The status of Russian Jewry has long been a subject of intense international interest. The collapse of the Soviet empire resulted in unprecedented access to historical records and has shed new light on the history of the Jewish people within Russia. Central to this history are the early years of the twentieth century, leading up to the Revolution of 1917.
At the turn of the century, Jewish liberals in Russia were pursuing traditional strategies aimed at bolstering the position of their people. Among these were the dissemination of propaganda aimed at enlightening Russian society about the plight of its Jews and the establishment of a legal defense bureau. During the Revolution of 1905, these same liberals stepped up their efforts, aggressively mobilizing and politicizing Russian Jewry and lobbying for legal emancipation in Parliament.

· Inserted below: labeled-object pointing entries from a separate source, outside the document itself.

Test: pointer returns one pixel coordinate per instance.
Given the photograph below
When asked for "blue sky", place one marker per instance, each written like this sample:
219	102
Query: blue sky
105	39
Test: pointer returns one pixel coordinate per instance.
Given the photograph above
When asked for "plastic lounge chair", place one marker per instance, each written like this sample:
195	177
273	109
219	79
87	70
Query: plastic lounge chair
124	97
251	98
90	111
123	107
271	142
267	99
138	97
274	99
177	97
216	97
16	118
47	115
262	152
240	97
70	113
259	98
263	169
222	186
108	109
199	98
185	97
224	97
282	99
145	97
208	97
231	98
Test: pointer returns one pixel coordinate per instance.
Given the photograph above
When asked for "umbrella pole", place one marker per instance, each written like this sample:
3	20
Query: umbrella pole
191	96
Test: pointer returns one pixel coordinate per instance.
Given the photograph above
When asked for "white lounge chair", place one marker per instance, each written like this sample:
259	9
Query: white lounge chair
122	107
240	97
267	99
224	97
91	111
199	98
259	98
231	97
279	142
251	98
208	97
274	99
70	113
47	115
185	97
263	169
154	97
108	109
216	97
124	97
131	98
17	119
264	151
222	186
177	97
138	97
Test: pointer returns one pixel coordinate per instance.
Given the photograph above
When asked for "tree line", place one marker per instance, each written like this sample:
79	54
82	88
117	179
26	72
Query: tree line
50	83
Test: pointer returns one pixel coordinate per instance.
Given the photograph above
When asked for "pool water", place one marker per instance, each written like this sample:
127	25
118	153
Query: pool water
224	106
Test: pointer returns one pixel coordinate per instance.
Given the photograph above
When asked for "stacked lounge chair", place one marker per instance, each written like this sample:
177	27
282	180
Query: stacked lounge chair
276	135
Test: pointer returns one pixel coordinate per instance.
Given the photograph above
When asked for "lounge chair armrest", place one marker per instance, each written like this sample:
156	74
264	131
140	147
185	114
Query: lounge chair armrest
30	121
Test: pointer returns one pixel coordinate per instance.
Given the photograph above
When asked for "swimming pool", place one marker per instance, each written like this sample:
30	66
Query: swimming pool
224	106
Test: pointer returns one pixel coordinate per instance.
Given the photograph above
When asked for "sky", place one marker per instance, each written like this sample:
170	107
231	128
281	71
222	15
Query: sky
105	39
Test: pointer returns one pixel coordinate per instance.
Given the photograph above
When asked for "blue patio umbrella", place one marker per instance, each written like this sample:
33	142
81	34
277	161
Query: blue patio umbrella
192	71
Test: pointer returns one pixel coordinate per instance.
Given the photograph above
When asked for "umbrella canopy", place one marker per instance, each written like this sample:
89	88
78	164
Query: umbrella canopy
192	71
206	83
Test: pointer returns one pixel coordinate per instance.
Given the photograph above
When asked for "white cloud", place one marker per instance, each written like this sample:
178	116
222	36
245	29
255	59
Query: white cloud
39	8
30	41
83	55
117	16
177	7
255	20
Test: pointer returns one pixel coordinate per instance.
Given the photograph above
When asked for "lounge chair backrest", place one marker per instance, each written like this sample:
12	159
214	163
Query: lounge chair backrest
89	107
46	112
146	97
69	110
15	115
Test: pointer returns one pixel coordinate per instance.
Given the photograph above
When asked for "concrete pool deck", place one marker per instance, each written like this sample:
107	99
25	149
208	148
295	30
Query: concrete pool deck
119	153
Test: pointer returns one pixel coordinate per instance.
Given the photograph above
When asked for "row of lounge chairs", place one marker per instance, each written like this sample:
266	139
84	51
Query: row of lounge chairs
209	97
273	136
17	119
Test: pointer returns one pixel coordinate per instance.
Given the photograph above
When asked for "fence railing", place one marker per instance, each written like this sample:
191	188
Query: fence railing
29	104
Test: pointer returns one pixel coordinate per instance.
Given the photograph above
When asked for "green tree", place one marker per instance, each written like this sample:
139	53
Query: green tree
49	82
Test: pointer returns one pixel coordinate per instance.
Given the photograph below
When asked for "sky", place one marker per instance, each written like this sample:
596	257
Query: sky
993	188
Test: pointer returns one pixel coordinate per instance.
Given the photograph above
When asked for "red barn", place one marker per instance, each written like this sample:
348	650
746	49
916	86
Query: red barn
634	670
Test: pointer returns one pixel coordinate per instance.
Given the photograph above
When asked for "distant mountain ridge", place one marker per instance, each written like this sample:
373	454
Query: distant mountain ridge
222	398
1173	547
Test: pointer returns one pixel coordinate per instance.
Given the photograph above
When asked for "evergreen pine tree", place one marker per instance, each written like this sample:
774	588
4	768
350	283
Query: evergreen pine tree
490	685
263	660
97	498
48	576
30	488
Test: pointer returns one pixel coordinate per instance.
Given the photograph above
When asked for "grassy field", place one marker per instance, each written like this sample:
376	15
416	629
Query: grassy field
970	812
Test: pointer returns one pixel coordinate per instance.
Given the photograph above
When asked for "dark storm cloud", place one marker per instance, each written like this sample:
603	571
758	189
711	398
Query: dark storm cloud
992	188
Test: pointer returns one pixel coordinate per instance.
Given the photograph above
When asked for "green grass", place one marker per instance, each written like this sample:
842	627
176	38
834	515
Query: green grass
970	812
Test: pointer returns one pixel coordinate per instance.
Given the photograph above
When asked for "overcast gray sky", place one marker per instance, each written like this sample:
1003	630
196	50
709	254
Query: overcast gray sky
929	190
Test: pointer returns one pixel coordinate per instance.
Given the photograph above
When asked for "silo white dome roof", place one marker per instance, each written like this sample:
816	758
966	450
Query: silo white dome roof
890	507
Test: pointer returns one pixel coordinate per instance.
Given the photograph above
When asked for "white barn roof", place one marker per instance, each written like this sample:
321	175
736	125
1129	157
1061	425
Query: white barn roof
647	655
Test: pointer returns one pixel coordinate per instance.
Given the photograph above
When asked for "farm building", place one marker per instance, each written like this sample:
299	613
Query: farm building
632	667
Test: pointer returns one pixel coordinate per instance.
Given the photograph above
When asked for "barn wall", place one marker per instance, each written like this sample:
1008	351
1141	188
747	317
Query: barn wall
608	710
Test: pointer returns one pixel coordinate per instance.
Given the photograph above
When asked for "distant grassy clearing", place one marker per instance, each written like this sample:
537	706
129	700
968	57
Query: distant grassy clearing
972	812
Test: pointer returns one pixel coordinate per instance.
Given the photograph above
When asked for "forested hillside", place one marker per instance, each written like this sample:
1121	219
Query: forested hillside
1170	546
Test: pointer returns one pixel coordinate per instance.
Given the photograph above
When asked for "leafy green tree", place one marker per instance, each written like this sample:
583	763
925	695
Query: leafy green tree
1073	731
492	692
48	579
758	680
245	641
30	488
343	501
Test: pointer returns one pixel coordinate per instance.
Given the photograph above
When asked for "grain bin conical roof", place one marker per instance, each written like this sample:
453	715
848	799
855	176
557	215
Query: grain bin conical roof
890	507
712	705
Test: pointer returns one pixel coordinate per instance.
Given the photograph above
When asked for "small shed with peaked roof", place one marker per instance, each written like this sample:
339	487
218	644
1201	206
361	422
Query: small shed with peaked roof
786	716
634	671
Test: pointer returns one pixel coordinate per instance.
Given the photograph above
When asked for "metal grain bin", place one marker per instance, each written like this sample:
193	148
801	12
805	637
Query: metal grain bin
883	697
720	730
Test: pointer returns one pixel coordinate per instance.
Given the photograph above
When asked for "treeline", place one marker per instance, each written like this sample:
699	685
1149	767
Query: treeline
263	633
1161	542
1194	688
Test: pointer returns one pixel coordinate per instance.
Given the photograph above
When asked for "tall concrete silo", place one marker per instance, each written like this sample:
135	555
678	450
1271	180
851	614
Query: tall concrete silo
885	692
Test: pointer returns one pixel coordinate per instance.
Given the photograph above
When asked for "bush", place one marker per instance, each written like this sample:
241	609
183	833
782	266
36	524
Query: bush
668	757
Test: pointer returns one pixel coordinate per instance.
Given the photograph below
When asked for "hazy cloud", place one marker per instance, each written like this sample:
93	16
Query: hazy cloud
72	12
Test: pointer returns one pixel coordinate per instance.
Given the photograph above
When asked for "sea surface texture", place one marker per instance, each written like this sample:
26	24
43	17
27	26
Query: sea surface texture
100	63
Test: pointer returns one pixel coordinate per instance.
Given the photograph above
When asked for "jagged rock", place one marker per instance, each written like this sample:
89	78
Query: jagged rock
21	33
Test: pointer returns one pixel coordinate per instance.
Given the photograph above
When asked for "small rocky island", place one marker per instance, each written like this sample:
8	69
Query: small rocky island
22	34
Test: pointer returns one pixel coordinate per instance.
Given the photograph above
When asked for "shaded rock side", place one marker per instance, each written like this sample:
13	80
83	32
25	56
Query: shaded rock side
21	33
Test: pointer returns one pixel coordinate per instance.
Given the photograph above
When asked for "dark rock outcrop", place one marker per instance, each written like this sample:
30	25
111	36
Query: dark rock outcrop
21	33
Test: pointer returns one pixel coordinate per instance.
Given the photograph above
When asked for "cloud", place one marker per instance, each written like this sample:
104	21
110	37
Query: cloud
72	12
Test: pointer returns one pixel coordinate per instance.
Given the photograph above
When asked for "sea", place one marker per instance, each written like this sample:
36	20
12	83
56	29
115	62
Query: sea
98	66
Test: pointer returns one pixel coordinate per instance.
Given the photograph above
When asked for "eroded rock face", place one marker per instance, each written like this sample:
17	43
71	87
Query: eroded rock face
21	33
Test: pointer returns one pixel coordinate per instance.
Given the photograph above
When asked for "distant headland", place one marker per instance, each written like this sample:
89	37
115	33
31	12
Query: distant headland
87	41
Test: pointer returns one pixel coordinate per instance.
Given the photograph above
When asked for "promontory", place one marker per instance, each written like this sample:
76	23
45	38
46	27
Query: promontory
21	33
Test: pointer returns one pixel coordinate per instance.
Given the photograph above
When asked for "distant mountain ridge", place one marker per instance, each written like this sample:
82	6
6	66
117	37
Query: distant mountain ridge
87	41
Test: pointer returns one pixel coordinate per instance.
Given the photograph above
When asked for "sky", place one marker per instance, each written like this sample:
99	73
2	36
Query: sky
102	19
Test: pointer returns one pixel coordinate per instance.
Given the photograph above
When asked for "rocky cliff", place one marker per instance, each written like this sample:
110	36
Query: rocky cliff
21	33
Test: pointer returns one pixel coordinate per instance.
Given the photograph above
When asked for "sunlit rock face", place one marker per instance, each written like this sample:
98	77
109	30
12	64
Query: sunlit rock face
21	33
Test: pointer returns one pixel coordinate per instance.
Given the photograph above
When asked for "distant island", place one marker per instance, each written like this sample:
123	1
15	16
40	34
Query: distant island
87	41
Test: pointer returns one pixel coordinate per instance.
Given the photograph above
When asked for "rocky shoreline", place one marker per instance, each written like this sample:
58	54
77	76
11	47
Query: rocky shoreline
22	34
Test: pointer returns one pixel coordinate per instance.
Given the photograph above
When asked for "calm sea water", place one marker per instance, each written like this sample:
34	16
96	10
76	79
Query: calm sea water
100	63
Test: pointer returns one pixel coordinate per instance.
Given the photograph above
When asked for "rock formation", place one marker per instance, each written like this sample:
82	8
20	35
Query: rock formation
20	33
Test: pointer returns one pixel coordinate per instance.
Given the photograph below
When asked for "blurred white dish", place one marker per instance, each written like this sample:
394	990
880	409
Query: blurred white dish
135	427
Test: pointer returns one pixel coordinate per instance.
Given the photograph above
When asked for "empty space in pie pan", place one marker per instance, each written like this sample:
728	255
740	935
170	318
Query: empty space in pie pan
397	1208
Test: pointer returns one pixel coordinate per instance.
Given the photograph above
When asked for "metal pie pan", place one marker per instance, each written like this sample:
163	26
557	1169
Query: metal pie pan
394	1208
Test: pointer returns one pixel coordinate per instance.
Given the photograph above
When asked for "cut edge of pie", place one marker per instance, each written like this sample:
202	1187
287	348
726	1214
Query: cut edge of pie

After Stolypin's coup d'tat in 1907 and in the years preceding Bolshevik victory, Jewish forces radically changed their focus, opting not just to lobby non-Jewish institutions on the behalf of Jewish interests but to modernize the Jewish community itself. This shift to an inward-looking, organic activism had as its goal the integration of Jews into a modernizing Russian society and economy. As this revisionist history convincingly argues, Jewish political activists, contrary to general perceptions of the era, were therefore significant players in transforming and modernizing Jewish society during the Tsarist era.